Tuesday March 27, 2018
In need of silliness to preserve my sanity, I clown about, I launch a study of Operation Mindfuck, a Discordian reality-hacking practice that entered counterculture consciousness in the 1970s via Robert Shea and Robert Anton Wilson’s The Illuminatus! Trilogy. I refuse to grant more than a bare minimum of attention to burdens and distractions, interference with my pursuit of peak-experiences. Walking beneath cherry blossoms, for instance, head tilted back to observe petals in popcorn profusion aglow with sunlight.

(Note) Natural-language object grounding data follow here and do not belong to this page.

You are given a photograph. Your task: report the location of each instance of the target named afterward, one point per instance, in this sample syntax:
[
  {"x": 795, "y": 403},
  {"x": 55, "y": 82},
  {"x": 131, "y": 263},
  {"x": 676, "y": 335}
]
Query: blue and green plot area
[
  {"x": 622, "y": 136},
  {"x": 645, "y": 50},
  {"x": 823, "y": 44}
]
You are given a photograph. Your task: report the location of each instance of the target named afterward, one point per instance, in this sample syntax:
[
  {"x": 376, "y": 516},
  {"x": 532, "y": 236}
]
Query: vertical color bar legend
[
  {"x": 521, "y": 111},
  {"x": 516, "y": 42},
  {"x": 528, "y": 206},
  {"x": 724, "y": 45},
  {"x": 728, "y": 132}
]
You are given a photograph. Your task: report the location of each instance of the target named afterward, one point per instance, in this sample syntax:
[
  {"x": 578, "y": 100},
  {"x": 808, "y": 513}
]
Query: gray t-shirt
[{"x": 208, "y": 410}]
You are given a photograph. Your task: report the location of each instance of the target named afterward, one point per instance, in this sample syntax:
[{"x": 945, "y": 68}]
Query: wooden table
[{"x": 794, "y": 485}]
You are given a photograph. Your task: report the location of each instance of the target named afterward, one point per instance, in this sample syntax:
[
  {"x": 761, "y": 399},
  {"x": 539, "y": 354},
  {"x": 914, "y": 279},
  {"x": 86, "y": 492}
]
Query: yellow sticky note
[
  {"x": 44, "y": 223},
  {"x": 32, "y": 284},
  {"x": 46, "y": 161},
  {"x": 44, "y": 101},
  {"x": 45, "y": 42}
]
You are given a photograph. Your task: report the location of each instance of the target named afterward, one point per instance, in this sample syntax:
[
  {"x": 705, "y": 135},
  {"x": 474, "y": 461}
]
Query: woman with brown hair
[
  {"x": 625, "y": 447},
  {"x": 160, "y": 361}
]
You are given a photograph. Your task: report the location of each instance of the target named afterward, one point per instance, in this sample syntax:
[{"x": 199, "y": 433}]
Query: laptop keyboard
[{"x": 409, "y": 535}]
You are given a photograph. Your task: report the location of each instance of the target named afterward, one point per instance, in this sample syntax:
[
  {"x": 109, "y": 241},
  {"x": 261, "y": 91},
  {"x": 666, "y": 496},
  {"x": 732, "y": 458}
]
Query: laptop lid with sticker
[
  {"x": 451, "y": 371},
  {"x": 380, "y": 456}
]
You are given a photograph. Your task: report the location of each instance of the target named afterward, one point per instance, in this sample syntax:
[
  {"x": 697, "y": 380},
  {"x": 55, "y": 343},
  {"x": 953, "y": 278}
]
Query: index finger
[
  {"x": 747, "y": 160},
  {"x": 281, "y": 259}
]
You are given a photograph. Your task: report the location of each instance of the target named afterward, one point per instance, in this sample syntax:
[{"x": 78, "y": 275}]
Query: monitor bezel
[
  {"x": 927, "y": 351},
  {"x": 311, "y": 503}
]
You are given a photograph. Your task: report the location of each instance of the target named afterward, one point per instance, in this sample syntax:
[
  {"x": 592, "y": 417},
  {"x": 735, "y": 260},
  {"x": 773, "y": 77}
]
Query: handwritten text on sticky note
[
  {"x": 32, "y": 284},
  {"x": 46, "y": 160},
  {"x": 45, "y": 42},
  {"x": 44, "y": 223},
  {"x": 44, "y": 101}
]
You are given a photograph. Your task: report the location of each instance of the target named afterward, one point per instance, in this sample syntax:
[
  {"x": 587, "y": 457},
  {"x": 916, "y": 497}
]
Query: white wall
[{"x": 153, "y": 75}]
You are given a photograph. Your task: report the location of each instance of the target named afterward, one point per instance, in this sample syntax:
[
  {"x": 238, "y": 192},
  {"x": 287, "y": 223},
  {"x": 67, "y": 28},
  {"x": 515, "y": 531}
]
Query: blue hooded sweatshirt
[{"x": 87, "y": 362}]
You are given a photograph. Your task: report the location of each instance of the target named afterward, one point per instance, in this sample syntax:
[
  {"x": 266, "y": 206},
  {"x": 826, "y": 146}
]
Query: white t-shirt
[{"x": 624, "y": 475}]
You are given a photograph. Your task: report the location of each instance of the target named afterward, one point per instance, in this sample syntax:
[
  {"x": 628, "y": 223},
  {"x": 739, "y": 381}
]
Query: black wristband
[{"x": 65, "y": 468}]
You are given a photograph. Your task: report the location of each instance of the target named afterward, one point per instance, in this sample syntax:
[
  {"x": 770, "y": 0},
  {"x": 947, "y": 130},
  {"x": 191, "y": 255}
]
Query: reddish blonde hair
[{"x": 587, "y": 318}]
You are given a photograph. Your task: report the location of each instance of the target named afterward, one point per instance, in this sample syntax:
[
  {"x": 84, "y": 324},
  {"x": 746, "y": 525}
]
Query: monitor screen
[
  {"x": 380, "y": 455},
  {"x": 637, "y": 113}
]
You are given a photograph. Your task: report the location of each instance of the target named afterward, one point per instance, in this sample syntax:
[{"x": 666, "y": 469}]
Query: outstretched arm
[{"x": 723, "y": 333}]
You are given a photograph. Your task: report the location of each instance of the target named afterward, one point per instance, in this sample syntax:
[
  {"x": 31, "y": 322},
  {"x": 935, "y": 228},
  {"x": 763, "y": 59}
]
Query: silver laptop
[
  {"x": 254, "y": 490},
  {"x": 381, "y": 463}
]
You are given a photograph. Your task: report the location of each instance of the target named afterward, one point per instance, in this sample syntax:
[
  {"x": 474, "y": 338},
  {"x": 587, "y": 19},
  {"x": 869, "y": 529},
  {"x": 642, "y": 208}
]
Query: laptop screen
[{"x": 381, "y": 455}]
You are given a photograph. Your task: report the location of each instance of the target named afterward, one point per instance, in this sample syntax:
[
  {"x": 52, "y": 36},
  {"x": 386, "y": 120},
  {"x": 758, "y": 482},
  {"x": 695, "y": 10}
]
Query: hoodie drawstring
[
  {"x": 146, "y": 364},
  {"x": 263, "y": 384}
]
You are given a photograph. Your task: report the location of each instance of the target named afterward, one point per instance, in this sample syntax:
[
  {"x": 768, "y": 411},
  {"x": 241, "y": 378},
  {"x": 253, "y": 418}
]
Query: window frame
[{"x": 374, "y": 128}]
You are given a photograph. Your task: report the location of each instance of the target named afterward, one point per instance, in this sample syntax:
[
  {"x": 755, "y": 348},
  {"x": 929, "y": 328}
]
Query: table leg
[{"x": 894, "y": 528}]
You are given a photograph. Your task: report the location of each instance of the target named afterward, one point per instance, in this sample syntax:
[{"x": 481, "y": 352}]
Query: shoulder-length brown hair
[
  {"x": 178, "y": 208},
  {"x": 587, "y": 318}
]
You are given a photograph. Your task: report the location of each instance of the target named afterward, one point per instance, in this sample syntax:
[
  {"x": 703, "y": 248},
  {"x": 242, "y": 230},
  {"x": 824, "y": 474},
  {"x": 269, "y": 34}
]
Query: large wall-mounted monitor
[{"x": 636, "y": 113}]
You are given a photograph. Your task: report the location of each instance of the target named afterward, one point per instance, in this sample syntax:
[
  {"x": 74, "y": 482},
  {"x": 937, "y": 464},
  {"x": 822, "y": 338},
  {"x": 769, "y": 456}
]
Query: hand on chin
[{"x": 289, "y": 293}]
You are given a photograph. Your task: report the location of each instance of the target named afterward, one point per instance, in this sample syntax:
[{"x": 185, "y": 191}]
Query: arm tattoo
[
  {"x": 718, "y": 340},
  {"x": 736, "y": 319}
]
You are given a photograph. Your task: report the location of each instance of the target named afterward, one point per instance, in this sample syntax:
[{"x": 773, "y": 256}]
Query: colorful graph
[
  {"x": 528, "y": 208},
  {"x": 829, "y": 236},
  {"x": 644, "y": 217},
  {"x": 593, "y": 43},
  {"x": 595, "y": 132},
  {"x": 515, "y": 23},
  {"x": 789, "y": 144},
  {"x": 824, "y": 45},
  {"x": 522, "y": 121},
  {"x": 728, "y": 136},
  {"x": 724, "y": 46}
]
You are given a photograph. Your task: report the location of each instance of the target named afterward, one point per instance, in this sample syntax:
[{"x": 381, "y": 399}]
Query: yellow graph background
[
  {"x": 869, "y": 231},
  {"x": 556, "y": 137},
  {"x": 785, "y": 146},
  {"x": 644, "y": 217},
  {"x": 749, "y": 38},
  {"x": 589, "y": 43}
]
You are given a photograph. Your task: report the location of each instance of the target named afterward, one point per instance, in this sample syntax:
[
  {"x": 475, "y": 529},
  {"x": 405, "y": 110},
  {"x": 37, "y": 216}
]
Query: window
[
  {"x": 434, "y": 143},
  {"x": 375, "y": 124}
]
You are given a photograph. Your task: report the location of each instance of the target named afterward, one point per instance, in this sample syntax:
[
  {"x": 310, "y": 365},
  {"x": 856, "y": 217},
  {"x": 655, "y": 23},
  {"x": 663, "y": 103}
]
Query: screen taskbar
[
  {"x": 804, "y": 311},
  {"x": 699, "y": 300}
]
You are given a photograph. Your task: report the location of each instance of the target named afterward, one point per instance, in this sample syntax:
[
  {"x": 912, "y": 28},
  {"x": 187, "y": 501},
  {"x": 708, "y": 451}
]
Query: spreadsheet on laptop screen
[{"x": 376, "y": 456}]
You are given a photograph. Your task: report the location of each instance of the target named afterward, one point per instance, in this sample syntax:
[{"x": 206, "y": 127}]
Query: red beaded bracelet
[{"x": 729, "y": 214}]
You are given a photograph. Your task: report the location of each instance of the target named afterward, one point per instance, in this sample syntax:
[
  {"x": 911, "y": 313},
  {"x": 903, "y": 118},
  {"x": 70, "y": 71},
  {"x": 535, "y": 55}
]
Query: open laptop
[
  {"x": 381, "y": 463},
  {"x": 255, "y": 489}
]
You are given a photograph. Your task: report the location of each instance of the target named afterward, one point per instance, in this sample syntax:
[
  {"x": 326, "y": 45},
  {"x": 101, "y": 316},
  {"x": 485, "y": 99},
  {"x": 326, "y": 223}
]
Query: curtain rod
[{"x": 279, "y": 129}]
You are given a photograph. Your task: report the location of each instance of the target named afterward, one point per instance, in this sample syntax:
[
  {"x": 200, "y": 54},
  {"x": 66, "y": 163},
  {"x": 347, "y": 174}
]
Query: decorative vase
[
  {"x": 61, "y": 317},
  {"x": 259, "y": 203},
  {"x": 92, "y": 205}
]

Peaks of this sort give way eventually to what Abraham Maslow called the “plateau-experience”: “a serene, cognitive blissfulness which can, however, have a quality of casualness and of lounging about” (Religions, Values, and Peak-Experiences, pp. xiv-xv). A voice recommends The Rock Warrior’s Way. In it, I find a sequel of sorts to René Daumal’s Mount Analogue, but with all of the chewy metaphysical implications drained away, leaving a miserable earning regimen measured out in increments of exertion, irritated into being by promised pearls. Let us instead coast blissfully, attention unleashed to happen where it may.
Monday March 26, 2018
Reality expands, splits along a seam, opening a path, a trail for bikes and pedestrians beside a downtown railway, linking formerly disparate parts of the totality. Cells and cell-clusters travel through veins beside arteries. The name of an appearing and disappearing cat scrolls across a screen. One can imagine universes suffused with entities of this sort, on whom one may call through performance of ritual, as in The Teachings of Don Juan. Among incalculable potential pathways through life’s labyrinth, I’ve wound up here, eyes scanning across rows of books. Let us make of our path a joyful journey. Planes streak the sky at twilight as I listen to Brett Naucke’s “The Vanishing.” Ignore the monorail and advance toward the glowing pyramid.